Oversight includes taking action where EPA believes a state's response is not appropriate in a specific case or a state shows a pattern of inadequate enforcement of environmental laws. In rare cases, EPA oversight may take the form of "overfiling." The agency uses the term "overfiling" to refer to those federal actions that are filed after the conclusion of a formal state enforcement action for the same violations that arose out of the same nucleus of operative facts. There are generally three situations where the agency exercises its overfiling authority. EPA overfiles where the state response to a violator or environmental condition fails to protect human health or the environment, fails to deter future violations by a major repeat violator, or fails to protect law-abiding facilities from competitive disadvantage. These principles ensure that the enforcement action is sufficient to protect human health and the environment, deter recalcitrant behavior, and preserve a level economic playing field.
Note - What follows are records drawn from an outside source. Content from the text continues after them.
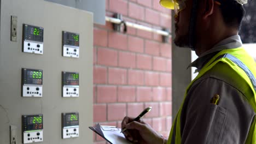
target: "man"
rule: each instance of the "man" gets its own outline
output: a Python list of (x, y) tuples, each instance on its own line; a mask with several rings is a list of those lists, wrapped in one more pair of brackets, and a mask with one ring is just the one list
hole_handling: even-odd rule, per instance
[(189, 67), (199, 73), (188, 87), (168, 139), (127, 117), (122, 122), (126, 139), (138, 143), (256, 143), (256, 65), (237, 35), (246, 3), (160, 1), (176, 10), (174, 43), (195, 51), (199, 58)]

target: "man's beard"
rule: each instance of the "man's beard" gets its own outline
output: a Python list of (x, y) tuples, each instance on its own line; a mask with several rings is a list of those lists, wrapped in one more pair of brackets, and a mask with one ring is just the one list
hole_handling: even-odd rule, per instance
[[(179, 27), (178, 25), (175, 23), (175, 31), (178, 32)], [(176, 35), (174, 39), (174, 43), (176, 46), (183, 47), (189, 48), (188, 31), (183, 35)]]

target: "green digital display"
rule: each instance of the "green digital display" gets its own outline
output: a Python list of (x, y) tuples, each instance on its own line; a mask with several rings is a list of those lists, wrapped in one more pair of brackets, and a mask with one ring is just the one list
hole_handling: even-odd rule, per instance
[(78, 86), (79, 74), (78, 73), (62, 72), (63, 85)]
[(70, 116), (70, 121), (77, 121), (77, 115), (71, 115)]
[(43, 70), (22, 69), (24, 84), (43, 85)]
[(24, 131), (34, 130), (43, 129), (43, 115), (24, 116)]
[(34, 35), (38, 35), (39, 34), (39, 32), (40, 32), (40, 29), (38, 29), (38, 28), (35, 28), (34, 29), (34, 32), (33, 33), (33, 34)]
[(36, 41), (43, 42), (44, 28), (24, 24), (24, 39)]
[(63, 44), (79, 46), (79, 34), (68, 32), (62, 32)]
[(63, 127), (70, 127), (79, 125), (78, 113), (63, 113)]
[(78, 41), (78, 40), (79, 39), (79, 35), (73, 35), (73, 34), (72, 34), (72, 37), (73, 37), (73, 38), (74, 39), (74, 40), (75, 41)]
[(42, 123), (43, 122), (43, 117), (42, 116), (34, 116), (29, 117), (28, 124)]
[(72, 74), (71, 75), (71, 77), (69, 77), (69, 80), (78, 80), (78, 74)]
[(43, 29), (36, 27), (30, 27), (30, 34), (34, 35), (42, 35)]
[(42, 74), (41, 71), (30, 71), (30, 78), (42, 79)]

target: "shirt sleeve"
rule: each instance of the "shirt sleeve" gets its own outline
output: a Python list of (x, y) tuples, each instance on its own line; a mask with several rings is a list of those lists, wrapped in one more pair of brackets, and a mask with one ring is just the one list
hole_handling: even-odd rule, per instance
[[(211, 104), (215, 94), (218, 105)], [(243, 93), (214, 77), (190, 88), (181, 117), (182, 143), (245, 143), (254, 112)]]

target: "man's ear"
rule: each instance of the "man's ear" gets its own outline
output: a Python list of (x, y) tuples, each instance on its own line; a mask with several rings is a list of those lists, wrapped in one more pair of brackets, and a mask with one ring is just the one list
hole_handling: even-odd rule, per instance
[(203, 0), (203, 9), (202, 13), (202, 17), (203, 19), (210, 16), (213, 13), (214, 8), (214, 0)]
EPA has not brought, and will not bring, enforcement actions against companies merely because they take advantage of state audit privilege and immunity laws. To the extent violations revealed through an audit and disclosed under a state audit privilege and immunity law continue to be inadequately addressed, however, the agency may legitimately take action.

III. Conclusion
In conclusion, I believe that in working with the states in the context of state audit privilege and immunity laws, EPA is performing its statutory mission. The agency supports state efforts to promote compliance and innovation, but must at the same time ensure that states retain minimum enforcement and information gathering authority and that the public has access to information as authorized under federal law. These authorities accommodate the interests of all--businesses; citizens; local, state, and federal regulators; and law enforcement officials--and help to ensure a level economic playing field for law-abiding companies nationwide. EPA values its partnership with the states in striving to achieve our mutual goal of protecting human health and the environment, and I believe that EPA is making every effort to work with the states to accommodate their interests while assuring that minimum federal requirements are met.

Thank you again for the opportunity to testify before your Subcommittee. I would be happy to answer any questions.